"Tiger Woods's nasty push into the burn on 16 is one of the worst shots I've seen him hit in a major. Ever."
/Alan Shipnuck says that shot and his opening 71 add up to a "pretty ominous sign."
More importantly, Shipnuck notes this about his playing partner:
Round of the day might have been Ryo Ishikawa's 68, accomplished playing in front of his hero Tiger Woods and his nemeses--the hundred or so Japanese reporters that obsessively chronicle his every twitch. For his first spin around a true links course, to say nothing of the holy Open, the kid displayed admirable imagination and tremendous poise. Take that, Rory!

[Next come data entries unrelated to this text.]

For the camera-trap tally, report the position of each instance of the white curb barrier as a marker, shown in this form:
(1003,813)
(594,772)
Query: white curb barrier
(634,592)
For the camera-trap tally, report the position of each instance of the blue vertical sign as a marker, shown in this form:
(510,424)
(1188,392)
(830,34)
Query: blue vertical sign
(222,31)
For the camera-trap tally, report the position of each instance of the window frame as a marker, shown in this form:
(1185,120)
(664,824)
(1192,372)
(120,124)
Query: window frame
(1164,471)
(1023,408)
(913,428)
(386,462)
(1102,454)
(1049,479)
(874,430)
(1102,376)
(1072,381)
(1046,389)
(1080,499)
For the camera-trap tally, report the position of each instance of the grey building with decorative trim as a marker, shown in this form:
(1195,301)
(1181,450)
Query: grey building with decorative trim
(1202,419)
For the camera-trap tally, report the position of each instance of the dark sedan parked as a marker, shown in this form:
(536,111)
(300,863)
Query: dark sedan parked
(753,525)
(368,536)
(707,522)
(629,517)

Bob Harig runs though the round highs and lows and the link also features video of Tiger's post round press conference.
For the day, he hit just 8 of 14 fairways, despite using mostly irons off tees. He did hit 12 of 18 greens and needed 30 putts.
Ian Chadband in the Telegraph offers a, uh, more detailed account of the round's saltier moments.
His confidence with the driver seemed so low that he used it just three times and found himself in the rough each time. Yet even his long irons from the tee let him down.
At the third, when he hoiked his drive left, he cried "Godammit!". On the 13th, when he ploughed one into a bank on the right of the fairway, the expletive was shorter and sharper.
Jim McCabe on Lee Westwood and the circus surrounding the pairing:
“I can say a couple of times I stood off,” Westwood said, and for sure there were two moments when he shot an icy stare at the photographers. “But I didn’t play a shot where I wasn’t concentrating and wasn’t ready to play that shot.”
It was a head-scratcher when R&A officials announced the Woods-Ishikawa pairing. (Westwood was no surprise. After all, it’s the fourth time he’s been grouped with Woods in the opening two rounds of a major. Must be a “w” thing.) Woods easily commands the huge majority of camera and reporting interest no matter where he plays. Ishikawa? If he were paired with Happy Gilmore and Judge Smails the Japanese photographers would be out there three and four dozen strong.
So mixing the two media-magnets together, especially on a links golf course where so many of the pathways are narrow and demand slow, cautious travel . . . well, let’s just say that the R&A lads have made wiser decisions. (Of course, it must have thrilled the Japanese TV entity, but surely that’s a coincidence, no?)